Dick’s last fiction fails as an experiment in American realism

  • By Jennifer Kay Associated Press
  • Friday, October 5, 2007 1:31pm
  • LifeGo-See-Do

Philip K. Dick was long exiled to the science fiction hinterland, and a read through his early realist writings shows that he was at his best in alternate worlds with flying cars, time scoops, colonies on Mars and deadly automatons.

“Humpty Dumpty in Oakland,” apparently completed in 1960, is believed to be Dick’s last non-science-fiction novel. Only published posthumously in England, it is the second of Dick’s early works this year that Tor Books is publishing for the first time in the United States.

A bumbling used-car salesman attempts to thwart an attempt to sell his run-down lot in a seedy Oakland neighborhood, with tragically comic results. The salesman and the lot’s owner, a retiring mechanic, each spiral into sweaty paranoia as they contemplate their next business ventures in 1950s America.

Dick has been criticized for his blunt writing style, often sacrificing artful description in favor of quickly advancing the plot. Compared with much of his later fiction, “Humpty Dumpty in Oakland” brims with detail. Upholstery hangs from the roof of a Dodge with a misaligned bumper. A prim real estate agent has shockingly wrinkled, leathery hands.

The details, though, stall the story. Like a tired old car, Dick’s plot fails to hold a charge. It’s too real. The mundane despair over a lot full of run-down cars does not equal the profoundly chilling insecurity Dick later finds in the ownership of an electric sheep.
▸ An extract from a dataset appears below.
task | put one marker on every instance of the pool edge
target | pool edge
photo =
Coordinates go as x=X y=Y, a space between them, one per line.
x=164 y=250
What “Humpty Dumpty in Oakland” does show is Dick trying out the themes he’ll explore in his more futuristic work: paranoia, drug addiction, the yawning gap between the haves and have-nots, the millstone of technology and the reckoning we will face for over-reliance on that technology. Opening the garage for business requires a time-consuming sequence of small electronic appliances needing to be switched on, a process so taxing a coffee break is immediately required. The mechanic shies away from a wealthy client’s expensive new Cadillac with daunting power accessories. The used car salesman revs up for a job interview with candylike pills. A shoddy, overproduced recording distorts a song into mere vibration, a “pure disturbance of the air.”

In all, Dick’s attempts at realism are better read as drafts by a writer finding his voice than definitive works of fiction.

“Humpty Dumpty in Oakland” feels like this: I grew up with the animated promise of flying cars in my future. The car in my parking space is such a disappointment.